Royal Dutch Shell is set to confirm underlying performance continued to improve in the second quarter of 2017 despite low oil prices when it reveals its first-half results on Thursday.
Europe's largest oil and gas firm is expected to show weaker quarter-on-quarter upstream earnings, because of the recent downturn in oil prices to below $50 a barrel and seasonally weaker production, but earnings should still be in positive territory for the fourth quarter in a row, said analysts at Panmure Gordon.
Reported earnings are forecast to reflect a hefty charge for identified items, which Panmure estimated at $1.3bn (£1bn), including a charge for the the Corrib disposal that was announced last week.
The Anglo-Dutch company is halfway through a three-year, $30bn divestment programme to cut debt following its acquisition of BG Group.
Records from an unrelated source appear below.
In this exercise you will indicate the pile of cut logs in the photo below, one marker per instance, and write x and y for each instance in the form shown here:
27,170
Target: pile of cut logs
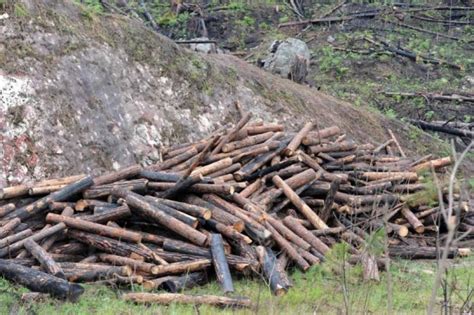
251,199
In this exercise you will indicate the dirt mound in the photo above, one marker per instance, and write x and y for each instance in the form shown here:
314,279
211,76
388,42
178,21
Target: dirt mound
81,91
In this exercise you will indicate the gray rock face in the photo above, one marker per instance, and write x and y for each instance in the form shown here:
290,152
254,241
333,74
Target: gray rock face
289,59
72,101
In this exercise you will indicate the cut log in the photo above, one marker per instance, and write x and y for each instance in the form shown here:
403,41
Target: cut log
413,220
9,227
300,204
299,229
146,210
38,281
60,195
92,227
13,248
44,258
187,281
168,298
7,241
193,210
221,266
270,269
296,141
6,209
114,214
135,265
124,173
289,249
329,201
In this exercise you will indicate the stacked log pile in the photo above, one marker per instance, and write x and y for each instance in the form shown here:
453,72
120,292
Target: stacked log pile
253,199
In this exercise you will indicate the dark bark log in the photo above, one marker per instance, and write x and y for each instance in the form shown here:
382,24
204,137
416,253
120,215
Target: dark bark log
232,133
419,252
188,281
189,153
289,249
299,203
224,189
168,298
300,230
60,195
110,245
272,272
256,163
193,210
183,217
124,173
253,227
7,228
296,141
44,259
148,211
246,142
217,213
136,185
12,239
221,266
12,249
114,214
6,209
227,231
92,227
329,201
38,281
135,265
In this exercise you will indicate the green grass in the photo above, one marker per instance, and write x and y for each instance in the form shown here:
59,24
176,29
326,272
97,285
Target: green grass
318,290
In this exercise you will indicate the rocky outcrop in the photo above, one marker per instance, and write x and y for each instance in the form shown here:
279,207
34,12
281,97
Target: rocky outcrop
289,59
81,92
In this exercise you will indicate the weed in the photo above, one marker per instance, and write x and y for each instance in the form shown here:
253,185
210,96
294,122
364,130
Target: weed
20,11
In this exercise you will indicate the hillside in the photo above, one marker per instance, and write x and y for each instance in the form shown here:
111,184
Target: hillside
83,91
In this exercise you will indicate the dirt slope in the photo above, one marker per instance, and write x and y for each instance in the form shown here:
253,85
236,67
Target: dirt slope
81,92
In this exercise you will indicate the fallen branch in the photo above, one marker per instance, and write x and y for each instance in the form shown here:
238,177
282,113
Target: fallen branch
445,129
434,96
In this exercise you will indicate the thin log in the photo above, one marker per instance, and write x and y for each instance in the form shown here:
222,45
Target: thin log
413,220
12,239
38,281
92,227
6,209
296,141
232,133
329,201
187,281
221,266
44,258
309,237
60,195
146,210
132,263
300,204
13,248
168,298
288,248
270,269
9,227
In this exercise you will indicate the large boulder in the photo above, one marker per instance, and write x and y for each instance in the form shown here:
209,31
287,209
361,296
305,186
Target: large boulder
289,59
82,95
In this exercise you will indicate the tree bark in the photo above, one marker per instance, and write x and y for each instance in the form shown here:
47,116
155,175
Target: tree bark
38,281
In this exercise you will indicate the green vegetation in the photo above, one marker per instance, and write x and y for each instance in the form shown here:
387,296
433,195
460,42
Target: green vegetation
320,290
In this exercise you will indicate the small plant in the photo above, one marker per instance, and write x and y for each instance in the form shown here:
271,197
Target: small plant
19,10
391,113
247,21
So far, it has announced deals valued at more than $20bn, and analysts said proceeds from the company's disposals are set to ramp up in the second quarter.
The FTSE 100-listed oil major is expected to receive cash disposal proceeds of around $7.5bn.
"We forecast organic cash flow to comfortably cover cash dividend and capital expenditure, so the flood of cash from disposals should help drive a notable 2.6 per cent quarter-on-quarter reduction in gearing, taking gearing below 25 per cent for the first time since the acquisition of BG at the start of 2016," said Colin Smith, equity researcher at Panmure.